E proprio in questo contesto, e più precisamente a Tbilisi, “città lasciata dai morti in eredità ai morti”, capitale di una Georgia paralizzata nella sua immaturità, alla ricerca frenetica di una forma propria e, come afferma Jorjoliani nella nota che chiude il volume, di “un proprio posto nella carta fisica o metafisica del mondo”, si agitano smarrite le esistenze di Gheno, Mila, Lazare e Zema, membri di una famiglia lacerata che prova a sopravvivere fra le macerie lasciate dal crollo dell’URSS.

In tempi senza sogni e senza verità, nauseati dal tanfo della discarica di valori e ideali recondita nelle fondamenta del Paese, Mila, moglie trascurata di Gheno, prova a riprendere in mano i suoi sentimenti, le sue esigenze, a costruire un secondo, ultimo tempo della sua vita, sfidando l’incontrastabile decadimento del suo corpo e, di più, i suoi incerti sensi di colpa.
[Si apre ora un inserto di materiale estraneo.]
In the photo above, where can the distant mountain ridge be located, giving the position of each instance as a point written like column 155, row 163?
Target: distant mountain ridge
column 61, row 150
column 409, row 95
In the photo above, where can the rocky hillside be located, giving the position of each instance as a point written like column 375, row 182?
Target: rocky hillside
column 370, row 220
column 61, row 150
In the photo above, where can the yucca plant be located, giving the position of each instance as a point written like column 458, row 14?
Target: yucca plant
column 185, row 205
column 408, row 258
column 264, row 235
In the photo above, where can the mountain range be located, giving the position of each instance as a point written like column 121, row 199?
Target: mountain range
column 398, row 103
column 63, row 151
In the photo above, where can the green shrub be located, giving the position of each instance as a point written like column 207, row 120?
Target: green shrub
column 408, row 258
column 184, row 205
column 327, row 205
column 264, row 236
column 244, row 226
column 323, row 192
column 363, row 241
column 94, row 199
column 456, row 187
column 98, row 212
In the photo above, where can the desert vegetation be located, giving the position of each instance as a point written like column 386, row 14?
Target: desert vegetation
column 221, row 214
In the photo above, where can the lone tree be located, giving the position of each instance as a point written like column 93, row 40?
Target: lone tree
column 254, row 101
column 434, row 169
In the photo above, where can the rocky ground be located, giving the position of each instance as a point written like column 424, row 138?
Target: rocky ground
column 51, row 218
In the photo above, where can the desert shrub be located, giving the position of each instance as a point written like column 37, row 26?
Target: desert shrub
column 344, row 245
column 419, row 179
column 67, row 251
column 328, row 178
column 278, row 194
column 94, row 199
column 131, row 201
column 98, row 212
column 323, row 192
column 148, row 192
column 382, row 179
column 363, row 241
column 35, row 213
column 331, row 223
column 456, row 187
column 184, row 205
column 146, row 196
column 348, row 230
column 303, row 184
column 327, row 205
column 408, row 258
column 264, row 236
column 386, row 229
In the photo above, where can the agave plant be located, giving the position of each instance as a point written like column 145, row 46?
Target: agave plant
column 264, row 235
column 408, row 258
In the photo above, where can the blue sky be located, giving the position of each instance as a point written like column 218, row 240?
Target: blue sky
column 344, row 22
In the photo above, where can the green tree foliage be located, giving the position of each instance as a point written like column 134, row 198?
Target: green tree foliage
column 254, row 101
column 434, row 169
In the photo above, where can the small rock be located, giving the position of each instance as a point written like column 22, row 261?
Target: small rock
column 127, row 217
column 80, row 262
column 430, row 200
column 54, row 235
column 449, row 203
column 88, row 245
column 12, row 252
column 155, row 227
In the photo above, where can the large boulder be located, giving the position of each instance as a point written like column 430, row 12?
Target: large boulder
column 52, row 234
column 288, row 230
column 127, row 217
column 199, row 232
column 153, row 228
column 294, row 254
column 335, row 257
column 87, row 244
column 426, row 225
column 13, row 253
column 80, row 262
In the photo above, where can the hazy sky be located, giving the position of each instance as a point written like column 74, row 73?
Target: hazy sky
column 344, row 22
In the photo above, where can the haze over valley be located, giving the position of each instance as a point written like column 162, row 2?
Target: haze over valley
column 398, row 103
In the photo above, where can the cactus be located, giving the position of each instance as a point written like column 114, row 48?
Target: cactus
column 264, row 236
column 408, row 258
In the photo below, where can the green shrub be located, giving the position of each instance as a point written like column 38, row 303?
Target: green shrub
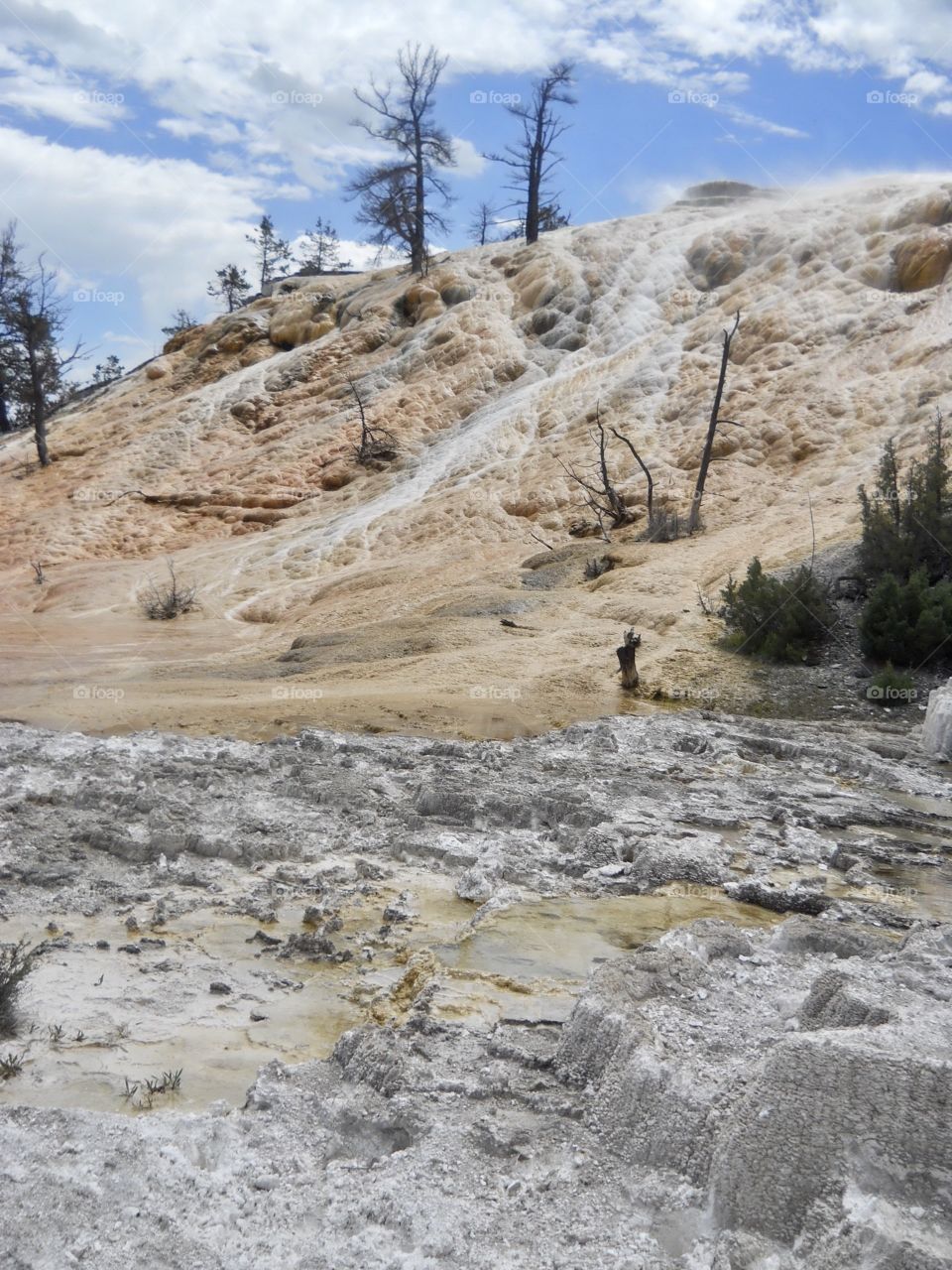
column 907, row 622
column 907, row 522
column 892, row 688
column 783, row 621
column 16, row 962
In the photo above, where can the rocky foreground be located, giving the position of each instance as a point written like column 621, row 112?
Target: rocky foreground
column 767, row 1088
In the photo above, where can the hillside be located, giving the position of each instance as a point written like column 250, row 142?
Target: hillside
column 338, row 594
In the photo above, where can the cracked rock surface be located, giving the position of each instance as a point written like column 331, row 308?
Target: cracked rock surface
column 721, row 1095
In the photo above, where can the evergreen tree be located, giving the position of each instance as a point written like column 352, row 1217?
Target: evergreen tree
column 321, row 249
column 271, row 249
column 108, row 371
column 180, row 320
column 231, row 286
column 907, row 622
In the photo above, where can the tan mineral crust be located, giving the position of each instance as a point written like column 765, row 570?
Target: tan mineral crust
column 372, row 597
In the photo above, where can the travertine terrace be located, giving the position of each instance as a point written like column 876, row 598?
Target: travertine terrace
column 338, row 594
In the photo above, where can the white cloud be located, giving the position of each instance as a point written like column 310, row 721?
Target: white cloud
column 468, row 160
column 151, row 229
column 252, row 77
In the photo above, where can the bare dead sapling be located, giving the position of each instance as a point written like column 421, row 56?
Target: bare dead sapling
column 626, row 653
column 164, row 601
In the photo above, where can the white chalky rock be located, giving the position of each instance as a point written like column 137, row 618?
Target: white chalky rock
column 937, row 729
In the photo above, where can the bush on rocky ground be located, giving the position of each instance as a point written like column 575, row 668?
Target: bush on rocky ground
column 906, row 556
column 16, row 962
column 906, row 622
column 779, row 620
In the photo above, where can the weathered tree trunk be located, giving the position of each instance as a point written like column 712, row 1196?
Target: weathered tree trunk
column 711, row 430
column 39, row 407
column 417, row 248
column 626, row 659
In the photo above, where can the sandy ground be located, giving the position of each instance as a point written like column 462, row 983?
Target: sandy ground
column 236, row 461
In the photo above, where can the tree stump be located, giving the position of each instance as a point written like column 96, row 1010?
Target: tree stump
column 626, row 659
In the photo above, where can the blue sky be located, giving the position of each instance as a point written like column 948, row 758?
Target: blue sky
column 140, row 145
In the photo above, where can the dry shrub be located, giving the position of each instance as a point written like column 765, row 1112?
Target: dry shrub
column 168, row 599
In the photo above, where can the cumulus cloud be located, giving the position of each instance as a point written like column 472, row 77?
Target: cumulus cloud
column 146, row 227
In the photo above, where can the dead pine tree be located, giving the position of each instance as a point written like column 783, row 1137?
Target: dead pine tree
column 626, row 653
column 532, row 158
column 377, row 444
column 694, row 520
column 601, row 494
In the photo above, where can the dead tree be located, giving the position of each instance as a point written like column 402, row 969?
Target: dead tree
column 532, row 158
column 377, row 444
column 712, row 427
column 397, row 195
column 601, row 495
column 626, row 659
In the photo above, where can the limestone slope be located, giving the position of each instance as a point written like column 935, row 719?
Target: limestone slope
column 234, row 454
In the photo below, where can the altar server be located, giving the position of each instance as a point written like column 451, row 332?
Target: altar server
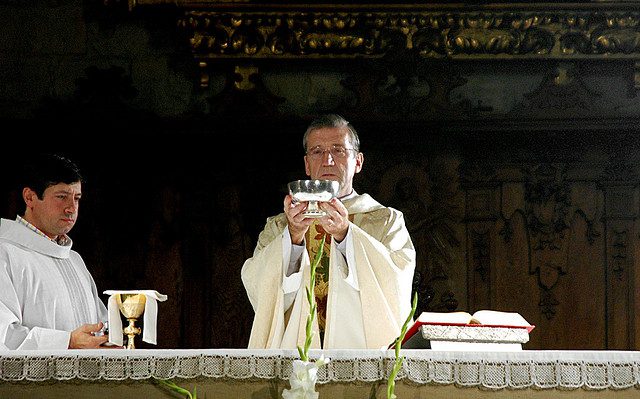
column 364, row 280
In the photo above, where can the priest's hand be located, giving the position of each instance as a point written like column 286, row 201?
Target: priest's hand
column 336, row 220
column 83, row 337
column 298, row 223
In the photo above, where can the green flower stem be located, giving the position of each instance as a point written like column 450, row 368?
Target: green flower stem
column 391, row 384
column 176, row 388
column 304, row 353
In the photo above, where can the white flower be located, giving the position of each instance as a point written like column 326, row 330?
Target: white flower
column 303, row 379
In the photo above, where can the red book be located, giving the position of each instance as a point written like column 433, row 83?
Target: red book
column 482, row 318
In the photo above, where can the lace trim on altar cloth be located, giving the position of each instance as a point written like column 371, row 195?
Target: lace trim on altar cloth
column 593, row 370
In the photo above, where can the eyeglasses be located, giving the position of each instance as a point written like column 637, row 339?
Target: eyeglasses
column 336, row 151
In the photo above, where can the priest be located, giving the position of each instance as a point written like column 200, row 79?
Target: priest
column 364, row 278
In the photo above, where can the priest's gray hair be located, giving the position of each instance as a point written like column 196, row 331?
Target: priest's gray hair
column 328, row 121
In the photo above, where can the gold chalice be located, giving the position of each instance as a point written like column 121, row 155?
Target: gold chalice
column 132, row 307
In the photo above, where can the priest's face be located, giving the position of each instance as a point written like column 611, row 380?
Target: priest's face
column 331, row 156
column 57, row 211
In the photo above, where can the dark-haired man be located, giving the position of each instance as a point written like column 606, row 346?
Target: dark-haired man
column 48, row 299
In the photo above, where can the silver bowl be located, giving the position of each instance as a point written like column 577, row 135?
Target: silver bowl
column 313, row 191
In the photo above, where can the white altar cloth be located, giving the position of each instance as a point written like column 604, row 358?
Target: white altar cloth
column 589, row 370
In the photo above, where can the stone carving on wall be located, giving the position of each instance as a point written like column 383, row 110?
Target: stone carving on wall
column 619, row 253
column 547, row 205
column 561, row 91
column 522, row 30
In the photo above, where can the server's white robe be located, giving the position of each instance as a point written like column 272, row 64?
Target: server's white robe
column 46, row 290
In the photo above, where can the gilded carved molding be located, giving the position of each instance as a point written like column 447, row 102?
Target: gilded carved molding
column 513, row 31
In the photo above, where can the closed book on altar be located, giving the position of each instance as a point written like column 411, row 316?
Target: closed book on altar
column 485, row 330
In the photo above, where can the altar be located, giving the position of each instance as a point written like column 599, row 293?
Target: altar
column 242, row 373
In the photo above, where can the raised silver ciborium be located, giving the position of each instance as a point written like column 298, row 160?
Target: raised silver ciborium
column 313, row 191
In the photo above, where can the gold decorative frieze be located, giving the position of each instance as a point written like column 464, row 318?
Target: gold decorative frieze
column 313, row 32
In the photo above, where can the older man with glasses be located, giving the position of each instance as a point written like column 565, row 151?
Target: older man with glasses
column 363, row 281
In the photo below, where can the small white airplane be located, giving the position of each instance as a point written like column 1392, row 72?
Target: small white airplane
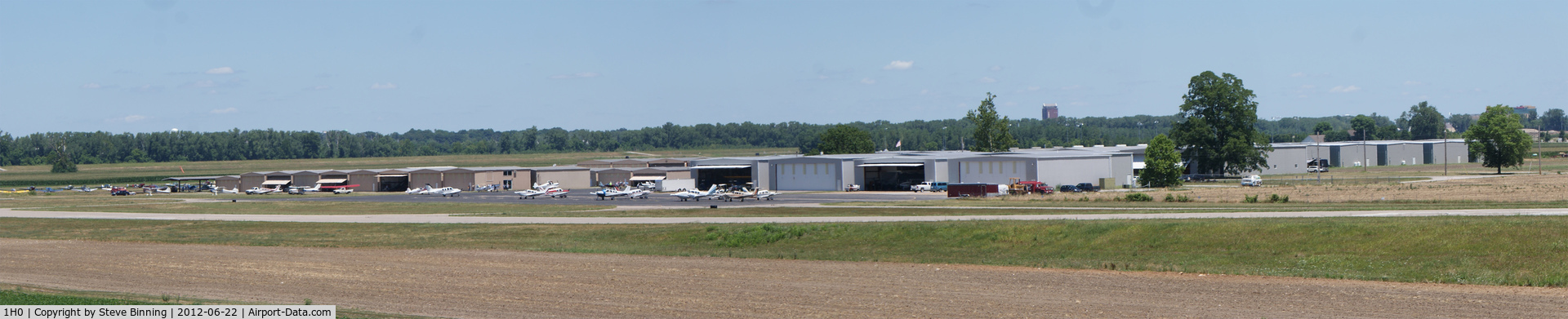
column 259, row 191
column 446, row 191
column 765, row 194
column 427, row 189
column 693, row 194
column 610, row 193
column 741, row 194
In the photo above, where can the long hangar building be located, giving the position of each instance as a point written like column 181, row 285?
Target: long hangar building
column 884, row 171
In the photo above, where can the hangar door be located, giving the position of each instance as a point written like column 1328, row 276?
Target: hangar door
column 996, row 172
column 893, row 175
column 808, row 177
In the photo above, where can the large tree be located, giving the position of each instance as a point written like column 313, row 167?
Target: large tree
column 845, row 140
column 1554, row 119
column 1499, row 138
column 991, row 133
column 1426, row 122
column 1217, row 127
column 1160, row 165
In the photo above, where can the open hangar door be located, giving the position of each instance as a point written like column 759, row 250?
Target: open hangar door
column 729, row 175
column 893, row 175
column 392, row 184
column 806, row 177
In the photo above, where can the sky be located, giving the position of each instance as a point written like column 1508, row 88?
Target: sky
column 392, row 66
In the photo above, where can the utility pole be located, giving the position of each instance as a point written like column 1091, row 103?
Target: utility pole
column 1365, row 150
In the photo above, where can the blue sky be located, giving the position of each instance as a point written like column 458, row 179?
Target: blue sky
column 391, row 66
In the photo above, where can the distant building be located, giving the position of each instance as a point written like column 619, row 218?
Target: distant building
column 1525, row 110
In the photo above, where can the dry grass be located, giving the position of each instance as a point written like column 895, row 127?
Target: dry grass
column 1509, row 188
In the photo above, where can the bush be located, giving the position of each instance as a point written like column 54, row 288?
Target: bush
column 1138, row 197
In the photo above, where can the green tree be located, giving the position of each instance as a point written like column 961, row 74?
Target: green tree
column 1217, row 127
column 845, row 140
column 1554, row 119
column 1498, row 138
column 1426, row 122
column 1160, row 165
column 1322, row 127
column 60, row 160
column 991, row 133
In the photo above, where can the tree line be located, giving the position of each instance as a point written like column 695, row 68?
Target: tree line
column 98, row 148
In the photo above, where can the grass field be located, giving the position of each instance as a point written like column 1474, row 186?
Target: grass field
column 278, row 206
column 1526, row 250
column 154, row 172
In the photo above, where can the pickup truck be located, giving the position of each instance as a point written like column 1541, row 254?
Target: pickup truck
column 930, row 187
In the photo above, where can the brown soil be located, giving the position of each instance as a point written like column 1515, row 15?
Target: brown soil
column 1512, row 188
column 504, row 283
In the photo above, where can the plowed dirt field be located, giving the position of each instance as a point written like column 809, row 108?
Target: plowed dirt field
column 504, row 283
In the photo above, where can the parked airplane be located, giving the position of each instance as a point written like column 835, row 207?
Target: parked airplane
column 610, row 193
column 446, row 191
column 765, row 194
column 259, row 191
column 693, row 194
column 741, row 194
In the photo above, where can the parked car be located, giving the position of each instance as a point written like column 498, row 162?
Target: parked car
column 1254, row 180
column 930, row 187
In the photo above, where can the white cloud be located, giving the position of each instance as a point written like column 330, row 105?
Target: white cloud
column 899, row 66
column 129, row 119
column 203, row 83
column 576, row 75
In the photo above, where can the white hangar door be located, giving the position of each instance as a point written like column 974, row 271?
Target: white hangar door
column 996, row 172
column 806, row 177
Ancora più decaduto, sbriciolato come i palazzoni sovietici che, sfibrati come le ideologie con le quali erano stati eretti, occupano gli spazi di ogni periferia di quello che era il blocco orientale, è Gheno, eroe nazionale negletto, perfetto “relitto del naufragio dell’Unione Sovietica”, spezzato dagli eventi che hanno travolto il Caucaso nei decenni conclusivi del Novecento, un uomo “che nella vita aveva visto più di quanto avrebbe dovuto vedere”.

Il romanzo di un intero popolo

Partendo dagli avvenimenti storici della Georgia dalla perestrojka e dalla glasnost in avanti, Iva Pezuashvili firma “un importante documento storico e generazionale”, glossa la traduttrice, e, in buona sostanza, un romanzo dell’intero popolo caucasico, dando la giusta considerazione anche ai vicini e travagliati destini delle altre entità del Caucaso del Sud: Armenia e Azerbaigian, Abcasia, Ossezia del Sud e Nagorno Karabakh, con i loro scontri, le loro ferite, la loro continua, discordante ricerca di una pace, concetto sempre in bilico in questa irrequieta e ignorata regione dell’Eurasia.